How to Analyze Quantitative Survey Data

Quantitative data is information comprising numbers or quantities. This kind of data is usually used in various research projects and is generally obtained from questionnaires, polls, and surveys. While qualitative surveys give open-ended questions, quantitative surveys mostly use a close-ended question format. Quantitative surveys may require answers to questions like “How much?”, “How fast?”, “How often?” or can ask respondents to provide simple “yes” and “no” answers. There are also scaled-question surveys that consumers can use to rate their experience with particular products on a scale, for example, one to ten. Surveys also allow making predictions on customer behavior and whether they will buy a given product. Collecting survey data is one thing, but successfully analyzing it is another – it is a challenging task. Here are some steps and methods that can be useful in this process.

 

1. Sample size

 

Make sure you have enough feedback on your survey before analyzing the data. The response rate may vary depending on which method you are using to conduct a survey. Online surveys reach a broader audience compared with traditional ones. If you are not sure how many people you need to survey, you can do a sample size calculation. There are many online tools that let you determine the right number of responses.

 

2. Survey participants and questions

 

You can get hundreds of respondents to take part in your survey and yet not get any desired results with it. That’s because you should have a clear target group, especially if you are doing a market survey. For instance, sending surveys to both long-time and new customers might result in different outcomes. These two groups of people may not feel the same about your product because one is using it for a long time and can have a biased response, and the other is a new customer who still hasn’t formed any opinion on it. You can do two surveys with different sets of questions according to that criteria and get two sets of responses.

 

3. Cross-tabulation

 

If your participants are all from different backgrounds, demographics, etc., you can use this method to analyze the data. This method puts the respondents in subgroups according to their place of living, gender, age, social status, etc. Using cross-tabulation ensures that you know how your target group answered the questions and that your surveys aren’t overrun by the “non-target” group. You should have a large enough sample size because every time you put people in small subgroups, your sample size for each subgroup decreases.
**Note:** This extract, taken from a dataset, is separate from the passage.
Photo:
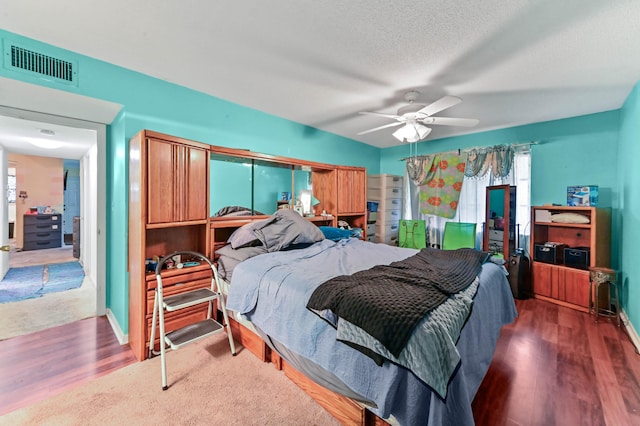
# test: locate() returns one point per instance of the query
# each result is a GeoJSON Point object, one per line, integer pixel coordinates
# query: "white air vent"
{"type": "Point", "coordinates": [21, 59]}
As mentioned in paragraph number one, the sample size calculation is helpful in this situation.

 

4. How are the questions answered?

 

The next step is to look at the feedback on the different questions that are part of your survey. Check for common responses and see if they are repeated enough times to form a trend. It is generally accepted that you can draw a conclusion from your research survey if you see a trend. It is also possible to compare your survey results with previous ones if they are available. This way, you can check different patterns that have changed between past and current surveys.

 

5. Software

 

Large amounts of data can sometimes make it impossible to analyze it without using a proper tool. SurveyMonkey, Google Forms, Zoho Survey, Typeform, and similar software can make the process fully automated and reduce the turnaround time.